Opinionleaders poneren dat de Europese Unie als project strandt, de democratie implodeert en moreel leiderschap in Nederland ontbreekt; er zijn terroristische aanslagen, populisme en fundamentalisme, een mogelijke Brexit en een vluchtelingencrisis. Wilders’ PVV wordt misschien de grootste partij in Nederland, Marine le Pen en Donald Trump president. Dat er tegenover alle ellende, doemdenken en fatalisme een song als Happy van Pharrell Williams is en mensen selfies nemen waar alleen maar gelukkige gezichten op staan, is een wonder. Er zijn tegenwoordig zelfs geluksexpedities, geluksexperts en geluksinvesteringen, en heus een ‘gelukseconomie’. Is het gek dat er met zoveel (gevonden) geluk ook gelukszoekers naar hier komen? En trouwens, wij waren ooit zelf gelukzoekers, je weet wel, wij van die VOC-mentaliteit. Maar daar wil ik het helemaal niet over hebben.
Als regelmatig bezoeker van bijeenkomsten van en voor stadmakers, burgerinitiatieven, zorgcoöperaties en andere doe-het-zelvers, valt mij op hoeveel tomeloze Yes we can! energie zij uitstralen. Geen rokerige zaaltjes en vermoeid geklaag, maar frisse start-ups. Al dat Engels is best modieus en met een ruilwinkel of pop-up lab hebben ze echt het wiel niet uitgevonden. Maar stadmakers (waarom moet eigenlijk alleen de stad duurzame, inclusieve ruimte worden en niet het dorp?) geven het nodige tegengas aan ondergang scenario’s. Hun zelfverzekerheid en vertrouwen in de maakbaarheid van heden & toekomst, laat zien dat (verdienstelijke) ouddenkers als Tom-Jan Meeus en Bas Heijne maar één kant van het verhaal vertellen. Namelijk dat de mensen aan het stuur er vaak een puinhoop van maken, machteloze crisispolitiek bedrijven en hen dat tot wanhoop drijft.

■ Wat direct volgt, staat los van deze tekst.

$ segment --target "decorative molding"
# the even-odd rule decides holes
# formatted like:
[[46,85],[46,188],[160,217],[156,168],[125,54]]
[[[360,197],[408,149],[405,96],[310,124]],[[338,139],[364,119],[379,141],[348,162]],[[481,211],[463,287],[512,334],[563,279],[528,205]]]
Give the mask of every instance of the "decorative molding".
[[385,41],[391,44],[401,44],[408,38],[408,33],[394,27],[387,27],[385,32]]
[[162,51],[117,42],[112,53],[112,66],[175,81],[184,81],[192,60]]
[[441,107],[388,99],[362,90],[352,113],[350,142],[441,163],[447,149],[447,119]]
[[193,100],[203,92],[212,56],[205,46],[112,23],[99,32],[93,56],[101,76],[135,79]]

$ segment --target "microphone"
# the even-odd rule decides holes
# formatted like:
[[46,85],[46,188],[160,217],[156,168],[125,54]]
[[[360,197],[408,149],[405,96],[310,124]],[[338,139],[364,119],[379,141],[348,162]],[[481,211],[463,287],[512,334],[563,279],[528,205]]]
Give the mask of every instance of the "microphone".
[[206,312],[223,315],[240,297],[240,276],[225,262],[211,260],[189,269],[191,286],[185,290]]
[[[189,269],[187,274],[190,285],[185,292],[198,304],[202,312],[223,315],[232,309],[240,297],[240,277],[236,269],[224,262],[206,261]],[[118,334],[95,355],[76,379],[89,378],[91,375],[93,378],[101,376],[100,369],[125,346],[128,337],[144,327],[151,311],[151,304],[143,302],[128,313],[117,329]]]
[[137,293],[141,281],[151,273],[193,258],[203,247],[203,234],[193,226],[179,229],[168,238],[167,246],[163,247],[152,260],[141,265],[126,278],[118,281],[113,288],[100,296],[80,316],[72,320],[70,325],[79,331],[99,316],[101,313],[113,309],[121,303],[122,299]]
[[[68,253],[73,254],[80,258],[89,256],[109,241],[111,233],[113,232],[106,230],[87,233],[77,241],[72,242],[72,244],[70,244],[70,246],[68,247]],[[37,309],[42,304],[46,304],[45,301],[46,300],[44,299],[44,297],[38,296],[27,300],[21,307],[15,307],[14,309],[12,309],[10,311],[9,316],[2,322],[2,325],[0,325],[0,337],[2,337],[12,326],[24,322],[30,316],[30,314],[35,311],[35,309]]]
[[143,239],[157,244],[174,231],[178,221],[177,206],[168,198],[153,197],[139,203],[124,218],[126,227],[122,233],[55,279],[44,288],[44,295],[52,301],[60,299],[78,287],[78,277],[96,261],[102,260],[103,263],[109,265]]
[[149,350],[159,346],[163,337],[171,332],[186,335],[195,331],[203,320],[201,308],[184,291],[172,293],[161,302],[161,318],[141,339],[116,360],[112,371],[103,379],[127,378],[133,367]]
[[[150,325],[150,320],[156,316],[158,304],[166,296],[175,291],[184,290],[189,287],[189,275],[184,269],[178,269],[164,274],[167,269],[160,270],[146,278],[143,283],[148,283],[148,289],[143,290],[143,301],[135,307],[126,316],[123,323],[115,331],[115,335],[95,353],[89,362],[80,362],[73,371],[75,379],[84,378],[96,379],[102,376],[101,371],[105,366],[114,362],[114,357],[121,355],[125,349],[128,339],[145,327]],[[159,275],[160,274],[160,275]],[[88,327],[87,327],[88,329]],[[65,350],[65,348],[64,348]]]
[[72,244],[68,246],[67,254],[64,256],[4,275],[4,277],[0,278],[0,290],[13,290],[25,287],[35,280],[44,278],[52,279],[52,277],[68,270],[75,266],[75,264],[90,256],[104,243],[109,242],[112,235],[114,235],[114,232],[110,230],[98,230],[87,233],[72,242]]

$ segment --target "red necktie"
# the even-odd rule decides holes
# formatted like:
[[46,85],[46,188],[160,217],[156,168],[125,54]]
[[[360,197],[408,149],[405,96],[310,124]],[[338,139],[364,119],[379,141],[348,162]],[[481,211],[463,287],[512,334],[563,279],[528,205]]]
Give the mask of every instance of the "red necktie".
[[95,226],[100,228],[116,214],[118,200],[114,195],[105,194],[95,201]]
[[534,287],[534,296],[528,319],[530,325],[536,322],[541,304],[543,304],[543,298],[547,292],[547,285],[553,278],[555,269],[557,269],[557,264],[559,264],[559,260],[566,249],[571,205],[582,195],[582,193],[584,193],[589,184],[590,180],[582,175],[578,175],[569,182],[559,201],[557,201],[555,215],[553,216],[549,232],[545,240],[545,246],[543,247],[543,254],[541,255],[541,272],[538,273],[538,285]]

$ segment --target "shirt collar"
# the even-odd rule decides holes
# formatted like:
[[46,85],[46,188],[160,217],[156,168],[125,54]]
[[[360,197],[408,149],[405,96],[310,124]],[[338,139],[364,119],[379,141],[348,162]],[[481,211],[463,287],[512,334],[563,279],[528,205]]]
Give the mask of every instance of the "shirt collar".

Eettenten waar je een maaltijd krijgt voorgeschoteld van waste food dat supermarkt of groothandel anders hadden weggegooid: fantastisch. Een afhaalpunt waar je voor koffie betaalt wat je die waard vindt, is prima, omdat product en prijs volkomen van elkaar zijn losgezongen (niet alleen voor hipster caffees trouwens). Verticale moestuinen, vegetarische zonnepanelen en kasten met gratis boeken in de buurt: heel goed. Maar hoe zorgen we dat al die zogenoemde bottom-up initiatieven mainstream worden en tot systeemveranderingen leiden? Zodat we de overheid en economie niet of nauwelijks meer nodig hebben omdat we alles zelf kunnen en doen. Hernieuwbare energie gebruiken is voor velen allang het nieuwe normaal geworden, maar in Nederland wordt toch nog 94,5% van de energie op de oude vervuilende/belastende manier opgewekt. Plastic afval zamelen we apart in, maar nieuw plastic maken uit olie is nog goedkoper. Betalen naar vermogen en waarde is leuk, maar huren, medicijnkosten en vele diensten en voorzieningen worden alleen maar hoger en duurder. Airbnb en Über laten zien hoe het kan: door delen en hergebruik een alternatieve economie vormen. Beide diensten werden in korte tijd mainstream, maar al even snel business as usual in de (zwarte) markteconomie. Dat vertegenwoordigers van de gevestigde orde, zoals Herman Wijffels en Neelie Kroes, zich op latere leeftijd committeren aan transitie en transformatiedoelen, maakt evenmin zomer.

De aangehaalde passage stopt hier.